Germain (Gérard Depardieu) é um feirante, uma espécie de faz-tudo numa pequena cidade do interior da França. Mora com a mãe, relaciona-se com uma mulher mais nova, motorista de ônibus, e bebe com os amigos de trabalho. Durante suas folgas, Germain se senta em uma praça para comer um sanduíche, e numa certa tarde conhece a nonagenária Margueritte (Gisèle Casadesus). É ela que, pela literatura de Albert Camus e Romain Gary, introduz Germain ao prazer das letras.
Sinopse
"Minhas Tardes com Margueritte" é um retrato sensível e delicado sobre a amizade, um encontro que se faz e se constrói pelas diferenças, e mais ainda: entre estranhos. Claro, que isto só se torna possível com o desempenho de seus dois protagonistas, Gérard Depardieu e Gisèle Casadesus que dão vida, força e coerência a seus personagens, sem cair nos perigosos clichês que muitas vezes surgem com temas como esse. A partir de um romance de Marie-Sabine Roger, Jean Becker acerta no roteiro e na direção não apelando para as mensagens óbvias da "velhinha" que ensina literatura ao pobre "ogro francês". O filme vai além, sugere trocas possíveis, cada um oferecendo aquilo que tem, seus próprios recursos, numa proposta de humanidade tão rara nos dias de hoje. Não há desnível, nem piedade mútuas, mas compreensão nesta relação entre estranhos, não tão distantes assim em suas inquietudes: a solidão e a rejeição se apresentam em mão dupla e são compartilhadas carinhosamente.

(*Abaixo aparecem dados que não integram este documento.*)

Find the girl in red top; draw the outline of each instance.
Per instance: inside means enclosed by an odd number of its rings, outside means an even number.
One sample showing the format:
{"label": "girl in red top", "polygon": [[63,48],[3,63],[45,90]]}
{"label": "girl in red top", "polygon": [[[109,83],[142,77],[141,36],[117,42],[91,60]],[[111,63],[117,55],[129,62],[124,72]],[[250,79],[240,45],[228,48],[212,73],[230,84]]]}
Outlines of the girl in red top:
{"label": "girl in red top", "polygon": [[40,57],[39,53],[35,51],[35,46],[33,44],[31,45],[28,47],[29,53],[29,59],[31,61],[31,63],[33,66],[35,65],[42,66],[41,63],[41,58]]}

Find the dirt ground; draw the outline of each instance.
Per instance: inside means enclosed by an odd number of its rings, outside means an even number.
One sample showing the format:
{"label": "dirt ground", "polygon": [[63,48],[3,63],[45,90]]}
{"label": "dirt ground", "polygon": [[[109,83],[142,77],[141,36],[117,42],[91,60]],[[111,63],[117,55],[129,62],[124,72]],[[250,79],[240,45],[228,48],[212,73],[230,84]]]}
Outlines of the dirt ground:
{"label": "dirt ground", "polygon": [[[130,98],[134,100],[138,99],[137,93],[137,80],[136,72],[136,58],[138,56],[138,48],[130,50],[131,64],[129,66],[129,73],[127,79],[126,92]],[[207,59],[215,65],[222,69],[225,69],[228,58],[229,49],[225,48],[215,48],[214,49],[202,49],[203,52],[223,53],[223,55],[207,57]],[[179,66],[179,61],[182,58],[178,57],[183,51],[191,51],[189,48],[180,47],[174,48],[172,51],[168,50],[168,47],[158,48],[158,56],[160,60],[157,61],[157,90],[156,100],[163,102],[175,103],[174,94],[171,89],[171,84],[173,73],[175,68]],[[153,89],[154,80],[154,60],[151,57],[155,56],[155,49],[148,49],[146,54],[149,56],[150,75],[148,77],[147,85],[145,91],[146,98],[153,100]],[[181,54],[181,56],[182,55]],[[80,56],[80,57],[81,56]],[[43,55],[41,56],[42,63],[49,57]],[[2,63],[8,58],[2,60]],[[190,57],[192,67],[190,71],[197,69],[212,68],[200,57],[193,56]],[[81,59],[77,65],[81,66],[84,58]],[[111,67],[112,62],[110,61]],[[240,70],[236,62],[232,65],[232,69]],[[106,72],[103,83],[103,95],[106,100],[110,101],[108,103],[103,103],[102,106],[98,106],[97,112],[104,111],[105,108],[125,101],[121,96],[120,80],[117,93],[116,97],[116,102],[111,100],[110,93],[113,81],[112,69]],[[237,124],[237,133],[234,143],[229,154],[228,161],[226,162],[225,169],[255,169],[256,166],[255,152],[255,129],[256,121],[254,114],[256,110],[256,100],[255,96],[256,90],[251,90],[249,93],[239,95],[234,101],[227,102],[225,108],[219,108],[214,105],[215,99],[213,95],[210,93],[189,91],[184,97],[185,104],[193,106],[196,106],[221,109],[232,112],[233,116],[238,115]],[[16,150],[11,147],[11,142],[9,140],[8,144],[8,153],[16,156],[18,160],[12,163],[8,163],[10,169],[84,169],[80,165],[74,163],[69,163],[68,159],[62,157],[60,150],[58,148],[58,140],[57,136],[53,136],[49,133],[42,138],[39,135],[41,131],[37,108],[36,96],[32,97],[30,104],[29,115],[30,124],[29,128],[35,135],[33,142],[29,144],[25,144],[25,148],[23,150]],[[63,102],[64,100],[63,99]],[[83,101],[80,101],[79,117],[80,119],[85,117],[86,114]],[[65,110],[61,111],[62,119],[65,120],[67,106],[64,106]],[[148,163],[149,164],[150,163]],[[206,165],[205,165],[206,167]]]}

A amizade entre os dois surge de um encontro numa praça onde ela, Margueritte, costumeiramente se senta para ler, e ele, Germain para fazer o seu lanche. Um certo dia os estranhos começam a conversar sobre os pombos, pombos que Germain identifica pelos nomes. Já a adorável Senhora, é uma apaixonada por livros, generosa, como todo "verdadeiro" amante das letras sabe ser e sugere compartilhar com o novo amigo um romance. Margueritte lê em voz alta para Germain "A peste", de Albert Camus e elogia Germain: "Você é um ótimo leitor", ela explica ao ver a surpresa do amigo: "Ler é também escutar".

Assim as tardes passam, os dias passam e esta nova amizade acaba por estabelecer novos padrões para a vida dos "tão diferentes entre si". Germain é semi-analfabeto, tem falas descuidadas, mas seu imenso coração fala mais alto, se sobrepõe aos deslizes da linguagem.
É interessante ver no desenrolar do filme, os caminhos que levam este "ogro francês" a se tornar a companhia ideal para a vida solitária de Margueritte, que mora numa casa para idosos e recebe visitas, um tanto, esporádicas de um sobrinho que vive na Bélgica.
Construindo personagens humanos, com angústias bem conhecidas de cada um de nós, Jean Becker oferece ao público um trabalho sutil, delicado na construção da dinâmica familiar vivida entre Germain, sua mãe e um então pai desconhecido.
"Minhas Tardes com Margueritte" não nos deixa sucumbir às terríveis "gotas salgadas" que insistem em brotar dos nossos olhos. Sucumbimos sim, pelo desejado encontro, talvez inesperado, talvez esperado, mas cheio de delícias e surpresas que tantas Margueritte´s e tantos Germain´s podem nos oferecer.
Ficha Técnica
O título original do filme Minhas Tardes com Margueritte: La Tête en Friche, direção de Jean Becker. Duração: 82 minutos. Gênero: Comédia. País de origem: França, 2010.